Describe the life and career of Dvorak.

A

Czech nationalist composer of the 19th c.

Eight out of nine of his operas have librettos in the Czech language and were intended to convey their national spirit.

Slavonic Dances published as two eight-movement orchestral suites (genre same as Baroque collection of dances). The style and forms used to inspire are more Eastern European. He never actually quoted any Slavic folk music melodies but evoked their style and spirit through rhythmic patterns and formal structures.

He showed interest in melodies native to the United States, especially plantation melodies. Largo (From New World Symphony) was inspired by plantation songs common to black-face minstrelsy. Critics were begrudged and took an essentialist conception, saying only Americans could write native national music.

54
Q

How does Beach seem to reflect an essentialist view? In what way is it a response to Dvorak?

A

She states that the writer should be one of the people whose music he chooses or at least brought up among them (in reference to musical composition for folk songs of nations).

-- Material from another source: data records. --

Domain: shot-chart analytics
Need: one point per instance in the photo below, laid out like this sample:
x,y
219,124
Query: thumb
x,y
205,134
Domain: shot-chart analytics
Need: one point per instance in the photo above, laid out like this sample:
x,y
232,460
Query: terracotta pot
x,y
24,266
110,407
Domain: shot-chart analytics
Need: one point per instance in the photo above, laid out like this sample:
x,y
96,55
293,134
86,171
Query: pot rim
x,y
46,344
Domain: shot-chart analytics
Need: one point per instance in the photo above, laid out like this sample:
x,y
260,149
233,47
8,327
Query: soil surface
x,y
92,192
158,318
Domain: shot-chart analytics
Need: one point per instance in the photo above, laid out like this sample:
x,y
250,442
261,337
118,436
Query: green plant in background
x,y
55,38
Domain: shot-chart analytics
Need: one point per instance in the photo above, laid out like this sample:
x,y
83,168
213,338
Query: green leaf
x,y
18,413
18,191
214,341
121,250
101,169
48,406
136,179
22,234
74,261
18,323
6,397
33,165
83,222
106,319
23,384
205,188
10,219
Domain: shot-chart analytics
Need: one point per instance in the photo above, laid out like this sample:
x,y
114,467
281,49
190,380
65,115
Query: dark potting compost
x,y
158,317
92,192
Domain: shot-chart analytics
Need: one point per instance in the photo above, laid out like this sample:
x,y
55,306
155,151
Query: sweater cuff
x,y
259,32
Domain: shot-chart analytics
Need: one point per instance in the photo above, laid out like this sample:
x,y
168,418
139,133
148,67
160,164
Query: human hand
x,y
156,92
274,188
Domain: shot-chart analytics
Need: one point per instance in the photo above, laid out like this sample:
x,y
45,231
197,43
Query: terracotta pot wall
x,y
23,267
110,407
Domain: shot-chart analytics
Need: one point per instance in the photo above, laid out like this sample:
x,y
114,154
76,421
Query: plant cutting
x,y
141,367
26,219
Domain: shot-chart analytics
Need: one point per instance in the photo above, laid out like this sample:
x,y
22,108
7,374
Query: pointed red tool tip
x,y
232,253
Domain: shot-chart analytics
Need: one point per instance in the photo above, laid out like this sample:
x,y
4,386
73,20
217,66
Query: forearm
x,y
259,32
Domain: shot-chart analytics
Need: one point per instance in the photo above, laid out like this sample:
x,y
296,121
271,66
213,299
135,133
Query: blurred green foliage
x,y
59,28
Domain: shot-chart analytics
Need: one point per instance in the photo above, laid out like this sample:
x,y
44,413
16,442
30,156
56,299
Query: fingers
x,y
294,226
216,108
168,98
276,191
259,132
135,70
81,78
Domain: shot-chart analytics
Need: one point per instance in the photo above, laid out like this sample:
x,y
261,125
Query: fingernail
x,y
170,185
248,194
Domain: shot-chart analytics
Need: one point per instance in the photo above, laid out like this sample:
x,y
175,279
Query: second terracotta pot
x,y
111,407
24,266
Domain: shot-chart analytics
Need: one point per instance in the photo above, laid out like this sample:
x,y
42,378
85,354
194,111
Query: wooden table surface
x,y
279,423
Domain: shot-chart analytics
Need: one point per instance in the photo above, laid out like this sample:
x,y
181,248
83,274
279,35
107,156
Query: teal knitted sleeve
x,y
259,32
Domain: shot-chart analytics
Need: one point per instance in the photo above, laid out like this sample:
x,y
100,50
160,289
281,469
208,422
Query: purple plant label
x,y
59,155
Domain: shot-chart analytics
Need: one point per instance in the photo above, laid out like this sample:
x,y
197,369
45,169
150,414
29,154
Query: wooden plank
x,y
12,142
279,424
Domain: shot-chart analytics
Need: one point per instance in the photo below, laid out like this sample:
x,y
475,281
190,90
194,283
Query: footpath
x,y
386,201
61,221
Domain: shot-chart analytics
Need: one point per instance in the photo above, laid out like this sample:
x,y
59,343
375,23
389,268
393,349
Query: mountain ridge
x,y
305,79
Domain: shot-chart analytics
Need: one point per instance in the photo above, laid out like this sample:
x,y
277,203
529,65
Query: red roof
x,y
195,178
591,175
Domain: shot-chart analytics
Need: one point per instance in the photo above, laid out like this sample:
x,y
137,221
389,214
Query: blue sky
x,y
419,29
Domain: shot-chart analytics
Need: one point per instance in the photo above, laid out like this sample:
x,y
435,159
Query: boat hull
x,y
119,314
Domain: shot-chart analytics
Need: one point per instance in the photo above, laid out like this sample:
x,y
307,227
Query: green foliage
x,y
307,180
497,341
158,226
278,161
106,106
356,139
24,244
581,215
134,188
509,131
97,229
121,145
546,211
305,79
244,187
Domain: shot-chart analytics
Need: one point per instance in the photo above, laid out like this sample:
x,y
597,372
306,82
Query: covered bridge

Her Gaelic Symphony contains Scottish references.

55
Q

Describe the life and career of Beach.

A

First American woman to succeed as a composer of large-scale art music and celebrated in her lifetime.

56
Q

Who is said to be the most famous Russian composer of the 19th c. and what are his 3 famous ballets?

A

Tchaikovsky
1. Swan Lake
2. The Nutcracker
3. Sleeping Beauty

Important to note: Ballet as a genre includes both the dance (choreography) and music. The genre for music alone is ballet score and the proper term for the dance alone is choreography.

57
Q

What instruments are in a woodwind quintet?

A
  1. Flute
  2. Oboe
  3. Bassoon
  4. Clarinet
  5. Horn (French Horn?)
58
Q

In what ways were Dvorak and Beach in general agreement regarding what constituted appropriate musical source materials for the creation of nationalistic music in any country?

A

It was important to look at the country’s heritage in order to find sources for musical composition. Thus, looking towards black individuals working in plantations for Americans or even considering Scottish melodies as part of the country’s heritage, as these individuals are brought up in the country as well.

59
Q

What is a solo concerto or CONCERTO?

A

Genre of large-ensemble music in multiple movements for a featured instrumental soloist with an orchestra.

Double concerto are for two soloists plus an orchestra and it goes on.

Concerto (concert genre) and Sonata (genre of chamber music) have three movements.
Usually, fast, slow and fast again.

60
Q

What are the two types of sonata?

A

Sonata form (common for first movement of instrumental genres like symphonies, concertos, sonatas,…) and Sonata genre of chamber music.

61
Q

What genre are the Slavonik Dances?

A

Suites (dance movements)

62
Q

What is a SYMPHONY?

A

A multi-movement instrumental genre for orchestra alone.
Both the symphony and string quartet typically have 4 movements, usually fast, slow, upbeat and fast again.